3. Ohne monarchisches Papsttum, aber auch ohne Verankerung in der Bevölkerung hätte es keine Kreuzzüge gegeben. Während des Mittelalters galt Jerusalem als die Mitte der Welt; im 19. Jh. wurde es erneut zum Zentrum europäischer Ambitionen, im 20. Jh. schließlich zum britischen bzw. globalen Krisenherd.

4. Die Kreuzzugsbewegung bereitete die europäische Expansion vor, auch wenn die Kreuzzugszeit selbst kaum als kolonial anzusprechen ist.

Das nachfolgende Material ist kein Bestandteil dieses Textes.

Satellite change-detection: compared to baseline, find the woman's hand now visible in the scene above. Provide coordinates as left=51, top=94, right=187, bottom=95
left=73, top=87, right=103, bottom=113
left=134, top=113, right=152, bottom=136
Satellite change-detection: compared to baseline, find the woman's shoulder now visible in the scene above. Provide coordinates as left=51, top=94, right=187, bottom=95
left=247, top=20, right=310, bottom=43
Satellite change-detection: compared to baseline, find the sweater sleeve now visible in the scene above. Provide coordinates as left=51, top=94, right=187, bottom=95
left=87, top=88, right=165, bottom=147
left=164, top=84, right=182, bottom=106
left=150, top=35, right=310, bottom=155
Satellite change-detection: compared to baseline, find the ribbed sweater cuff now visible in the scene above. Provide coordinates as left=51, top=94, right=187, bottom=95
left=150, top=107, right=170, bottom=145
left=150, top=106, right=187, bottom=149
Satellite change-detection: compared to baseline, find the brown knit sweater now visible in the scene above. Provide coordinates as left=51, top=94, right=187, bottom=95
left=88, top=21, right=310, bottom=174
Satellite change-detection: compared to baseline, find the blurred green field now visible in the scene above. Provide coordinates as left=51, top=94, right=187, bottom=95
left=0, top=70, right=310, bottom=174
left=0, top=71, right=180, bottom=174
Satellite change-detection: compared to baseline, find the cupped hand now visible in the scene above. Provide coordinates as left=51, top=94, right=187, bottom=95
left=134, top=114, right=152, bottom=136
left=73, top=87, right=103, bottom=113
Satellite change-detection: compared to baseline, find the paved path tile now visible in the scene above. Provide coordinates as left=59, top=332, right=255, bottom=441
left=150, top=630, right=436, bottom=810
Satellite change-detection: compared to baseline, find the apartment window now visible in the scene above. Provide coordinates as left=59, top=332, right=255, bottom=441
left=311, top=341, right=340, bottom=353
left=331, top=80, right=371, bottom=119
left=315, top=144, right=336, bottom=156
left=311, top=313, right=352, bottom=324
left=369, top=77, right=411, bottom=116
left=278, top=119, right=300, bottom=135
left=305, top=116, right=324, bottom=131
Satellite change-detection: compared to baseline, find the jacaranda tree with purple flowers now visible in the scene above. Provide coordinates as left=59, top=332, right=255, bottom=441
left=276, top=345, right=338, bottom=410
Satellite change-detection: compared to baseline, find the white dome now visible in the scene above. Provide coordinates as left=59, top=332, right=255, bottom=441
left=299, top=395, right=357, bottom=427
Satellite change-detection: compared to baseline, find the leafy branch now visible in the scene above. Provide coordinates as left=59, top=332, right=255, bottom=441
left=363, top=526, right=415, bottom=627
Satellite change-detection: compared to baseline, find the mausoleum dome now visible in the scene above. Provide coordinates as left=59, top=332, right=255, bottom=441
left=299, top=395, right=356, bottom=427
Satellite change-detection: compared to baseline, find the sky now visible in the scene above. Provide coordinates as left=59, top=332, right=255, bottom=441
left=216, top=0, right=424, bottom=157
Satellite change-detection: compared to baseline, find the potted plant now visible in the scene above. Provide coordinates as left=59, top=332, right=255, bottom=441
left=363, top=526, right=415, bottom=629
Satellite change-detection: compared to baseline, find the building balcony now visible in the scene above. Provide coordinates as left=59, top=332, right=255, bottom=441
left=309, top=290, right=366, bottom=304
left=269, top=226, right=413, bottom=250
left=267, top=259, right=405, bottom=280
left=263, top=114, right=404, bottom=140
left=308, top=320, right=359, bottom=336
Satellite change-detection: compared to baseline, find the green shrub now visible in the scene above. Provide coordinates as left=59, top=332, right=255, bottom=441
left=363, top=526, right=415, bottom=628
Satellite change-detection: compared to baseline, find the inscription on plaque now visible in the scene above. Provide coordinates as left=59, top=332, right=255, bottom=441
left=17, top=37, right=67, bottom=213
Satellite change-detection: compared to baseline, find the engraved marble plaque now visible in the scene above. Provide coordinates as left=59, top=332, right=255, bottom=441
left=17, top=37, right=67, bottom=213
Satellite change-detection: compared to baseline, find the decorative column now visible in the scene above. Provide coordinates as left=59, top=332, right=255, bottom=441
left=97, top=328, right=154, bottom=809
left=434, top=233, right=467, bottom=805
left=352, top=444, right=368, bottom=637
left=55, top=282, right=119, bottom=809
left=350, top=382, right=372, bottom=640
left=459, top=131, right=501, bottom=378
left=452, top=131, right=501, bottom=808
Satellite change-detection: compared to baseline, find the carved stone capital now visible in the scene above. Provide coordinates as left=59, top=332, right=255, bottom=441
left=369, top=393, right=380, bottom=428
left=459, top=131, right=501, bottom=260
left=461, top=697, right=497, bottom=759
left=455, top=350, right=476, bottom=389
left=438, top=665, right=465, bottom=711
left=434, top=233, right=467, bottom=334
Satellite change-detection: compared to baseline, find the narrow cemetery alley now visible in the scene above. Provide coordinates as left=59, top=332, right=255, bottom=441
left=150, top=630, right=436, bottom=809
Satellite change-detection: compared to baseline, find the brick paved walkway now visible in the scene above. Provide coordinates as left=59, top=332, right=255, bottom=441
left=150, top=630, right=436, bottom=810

5. Das Nachwirken der Kreuzzugsidee auch in der Neuzeit belegt, dass durch sie die Moderne Europas mit geschaffen wurde. Der Anspruch auf Europäisierung der Welt entstand in Folge der Kreuzzüge. Mit Jerusalem wählte sich Europa einen geistigen Mittelpunkt, der außerhalb seiner selbst lag – kein anderer Kulturkreis konnte damit aufwarten.

 

 

Dem spannenden Vortrag folgte eine längere Diskussion. Auf die Frage, ob die Europäer in Palästina schlichtweg gescheitert seien, antwortet Haider-Wilson, dass man das in der Tat so sagen könnte. Die Probleme vor Ort scheinen heute unlösbar. Konflikte bestehen immer aus sehr vielen Fäden, und zur Lösung eines Konflikts muss man die Hintergründe erforschen, um möglichst viele von diesen in die Hand zu bekommen. Im Zusammenhang weiterer Fragen präzisiert die Vortragende, dass sie die wachsenden Probleme in Palästina nicht so sehr durch die vermehrte jüdische Einwanderung per se bedingt sieht, sondern durch die widersprüchlichen Versprechungen der Westmächte an die lokalen Bevölkerungsteile im 20. Jh. Auf Meinungsäußerungen zur aktuellen Lage mag sie sich als Historikerin nur vor dem Hintergrund historisch weitreichender Analysen einlassen. Sehr wohl kann man sagen, dass die Entwicklungen des 19. Jhs. langfristige Auswirkungen zeitigten. Das damals trotz allem in der Regel friedliche Zusammenleben ist nicht zuletzt durch die Hospitäler gefördert worden. Selbst die konfessionell gebundenen Hospitäler haben, wie die Quellen zeigen, Patienten jeder Konfession und Herkunft behandelt.